Medtronic's Sofamor Danek spine-surgery unit first licensed some of Dr. Michelson's inventions in 1993, but it didn't market many of them. However, a jury found that some of his patents did in fact cover products that Medtronic sold for hundreds of millions of dollars. The Memphis, Tenn., jury last October concluded that Medtronic had improperly failed to pay him royalties. It awarded him $559 million; yesterday's agreement settles that lawsuit.
At issue are devices intended to simplify the various stages of back surgery. These include removing the soft disc between bony vertebrae, fusing the two vertebrae together with metal "cages" to limit motion and pain, and accomplishing this through a tiny metal tube instead of a wider incision.
One set of Dr. Michelson's inventions allows a surgeon to slide a device through a 14- millimeter-diameter tube; the device's end then expands to be 18 millimeters after installation to fit the space properly between the vertebrae. Another invention is a possible improvement in the "rongeur," a basic spine-surgery cutting tool. Each set of inventions is designed to prevent by mechanical means many of the things that can go wrong in surgery. For example, the tools can drill into bone just far enough to affix the metal cages, but can't go far enough to injure surrounding tissue.
Back surgery using MetRX Microdiscectomy System (Credit: Medtronic)

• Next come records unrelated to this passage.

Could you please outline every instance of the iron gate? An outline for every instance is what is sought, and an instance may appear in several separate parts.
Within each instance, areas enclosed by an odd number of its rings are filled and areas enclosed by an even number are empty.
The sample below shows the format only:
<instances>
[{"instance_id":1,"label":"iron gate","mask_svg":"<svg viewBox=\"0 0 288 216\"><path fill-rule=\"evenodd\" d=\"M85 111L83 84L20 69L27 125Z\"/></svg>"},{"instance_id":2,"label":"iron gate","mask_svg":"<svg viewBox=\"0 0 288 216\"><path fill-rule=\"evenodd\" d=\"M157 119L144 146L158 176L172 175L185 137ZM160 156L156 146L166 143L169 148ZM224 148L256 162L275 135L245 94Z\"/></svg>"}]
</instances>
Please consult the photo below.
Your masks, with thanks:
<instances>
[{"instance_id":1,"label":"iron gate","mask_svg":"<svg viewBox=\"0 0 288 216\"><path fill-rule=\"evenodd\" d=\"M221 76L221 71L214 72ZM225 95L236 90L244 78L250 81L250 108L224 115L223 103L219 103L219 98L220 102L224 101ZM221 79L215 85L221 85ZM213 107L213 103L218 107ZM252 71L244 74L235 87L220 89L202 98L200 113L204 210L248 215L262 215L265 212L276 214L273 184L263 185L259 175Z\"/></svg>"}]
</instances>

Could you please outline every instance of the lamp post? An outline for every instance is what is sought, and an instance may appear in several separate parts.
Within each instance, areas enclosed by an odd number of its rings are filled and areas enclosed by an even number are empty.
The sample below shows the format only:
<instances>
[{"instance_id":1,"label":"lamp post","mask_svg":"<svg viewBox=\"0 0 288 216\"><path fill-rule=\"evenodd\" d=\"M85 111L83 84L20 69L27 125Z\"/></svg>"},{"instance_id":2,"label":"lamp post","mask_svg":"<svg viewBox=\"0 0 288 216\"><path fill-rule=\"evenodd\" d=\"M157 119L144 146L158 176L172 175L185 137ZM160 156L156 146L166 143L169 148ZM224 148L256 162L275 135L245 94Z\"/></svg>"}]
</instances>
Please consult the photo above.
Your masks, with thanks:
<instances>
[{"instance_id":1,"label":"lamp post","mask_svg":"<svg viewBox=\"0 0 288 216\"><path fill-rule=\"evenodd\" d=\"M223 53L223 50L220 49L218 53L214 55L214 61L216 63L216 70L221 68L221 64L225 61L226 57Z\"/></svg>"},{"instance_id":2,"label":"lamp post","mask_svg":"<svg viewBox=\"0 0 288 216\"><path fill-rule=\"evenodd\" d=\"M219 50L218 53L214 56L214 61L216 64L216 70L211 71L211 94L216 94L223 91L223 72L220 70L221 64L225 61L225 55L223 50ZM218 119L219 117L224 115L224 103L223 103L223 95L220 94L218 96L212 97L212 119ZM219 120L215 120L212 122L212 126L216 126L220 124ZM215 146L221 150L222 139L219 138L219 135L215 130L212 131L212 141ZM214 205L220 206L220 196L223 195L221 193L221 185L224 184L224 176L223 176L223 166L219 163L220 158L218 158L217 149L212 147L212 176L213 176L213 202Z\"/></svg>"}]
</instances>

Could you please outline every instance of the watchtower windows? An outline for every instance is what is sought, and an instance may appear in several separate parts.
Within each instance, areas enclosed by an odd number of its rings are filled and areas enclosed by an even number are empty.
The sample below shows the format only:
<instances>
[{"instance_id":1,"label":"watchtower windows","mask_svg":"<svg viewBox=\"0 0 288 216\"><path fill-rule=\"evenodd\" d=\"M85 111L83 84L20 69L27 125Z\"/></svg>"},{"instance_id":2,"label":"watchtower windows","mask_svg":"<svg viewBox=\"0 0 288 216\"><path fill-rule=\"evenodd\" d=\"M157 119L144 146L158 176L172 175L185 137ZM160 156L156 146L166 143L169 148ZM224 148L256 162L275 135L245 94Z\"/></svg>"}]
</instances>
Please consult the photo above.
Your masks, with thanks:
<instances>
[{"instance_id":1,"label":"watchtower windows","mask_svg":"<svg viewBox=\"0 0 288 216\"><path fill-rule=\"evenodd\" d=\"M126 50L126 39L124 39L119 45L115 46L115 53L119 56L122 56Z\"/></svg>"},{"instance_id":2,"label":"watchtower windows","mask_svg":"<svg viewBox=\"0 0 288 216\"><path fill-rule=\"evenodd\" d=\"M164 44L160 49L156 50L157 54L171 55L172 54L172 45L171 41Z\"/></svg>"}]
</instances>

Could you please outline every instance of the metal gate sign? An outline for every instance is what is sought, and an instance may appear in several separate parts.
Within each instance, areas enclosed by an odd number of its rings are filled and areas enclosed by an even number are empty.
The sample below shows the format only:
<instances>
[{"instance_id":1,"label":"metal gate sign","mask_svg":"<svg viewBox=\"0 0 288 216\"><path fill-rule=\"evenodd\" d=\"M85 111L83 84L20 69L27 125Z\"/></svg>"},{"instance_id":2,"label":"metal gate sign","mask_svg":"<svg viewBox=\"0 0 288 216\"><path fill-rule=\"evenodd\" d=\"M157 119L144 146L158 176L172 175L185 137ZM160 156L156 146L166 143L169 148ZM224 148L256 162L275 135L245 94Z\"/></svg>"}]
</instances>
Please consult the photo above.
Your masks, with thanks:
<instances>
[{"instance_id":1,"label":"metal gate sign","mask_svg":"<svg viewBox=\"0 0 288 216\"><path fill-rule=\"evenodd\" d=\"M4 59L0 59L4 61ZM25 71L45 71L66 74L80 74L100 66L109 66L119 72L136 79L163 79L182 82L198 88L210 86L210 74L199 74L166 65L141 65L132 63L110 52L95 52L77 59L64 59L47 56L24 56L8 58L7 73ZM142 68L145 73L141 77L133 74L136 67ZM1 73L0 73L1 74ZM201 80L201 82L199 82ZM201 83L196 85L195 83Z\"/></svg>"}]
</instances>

The tools' design, says Dr. Michelson, is akin to enlarging the "sweet spot" on a golf club or tennis racket so even a bad shot can be truer. "These are fail-safe designs," he says in an interview. "I've anticipated everything that somebody could do wrong, and I won't let them do it," he adds, growing more animated as he describes the intricate engineering features. Another set of Dr. Michelson's devices includes equipment to install a cage that is in the form of a metal rectangle containing a metal cylinder. Once the entire gizmo is in place, the cylinder turns, and razor-like claws dig into the vertebrae to hold the device in place.
The 56-year-old Dr. Michelson has been a compulsive tinkerer since childhood. His older brother tells of a time the family's TV at their Philadelphia home wasn't working and Gary, then 5, took it apart. He got punished -- but then put it back together, and it worked. He did the same with bikes, scooters and household appliances.
Dr. Michelson went on to college at Temple University and medical school at Hahnemann University (now part of Drexel University), both in Philadelphia, before doing a spine-surgery fellowship at St. Luke's Episcopal Medical Center in Houston. He moved to California in 1980, influenced, he says, by "American Bandstand" and Beach Boys songs. A weightlifter and triathlete, the 6-foot-2 Dr. Michelson is burly enough that some colleagues over the years nicknamed him The Hulk. As a spine surgeon in Los Angeles, he still was tinkering in the evenings, sketching out inventions.
His sketches are intricate and detailed, and a machinist crafted the precise prototypes of each. A prominent engineering professor was especially impressed by one nonsurgical invention, a new design for a paper clip. It came about because a then-girlfriend challenged Dr. Michelson. "If you're really that smart," he says she told him, "why don't you invent something I can understand?" He did, and Duke University civil engineering professor Henry Petroski mentioned it favorably in a book on inventors. "I was impressed that somebody of his stature was interested in this," Dr. Petroski recalls. "It certainly showed creativity."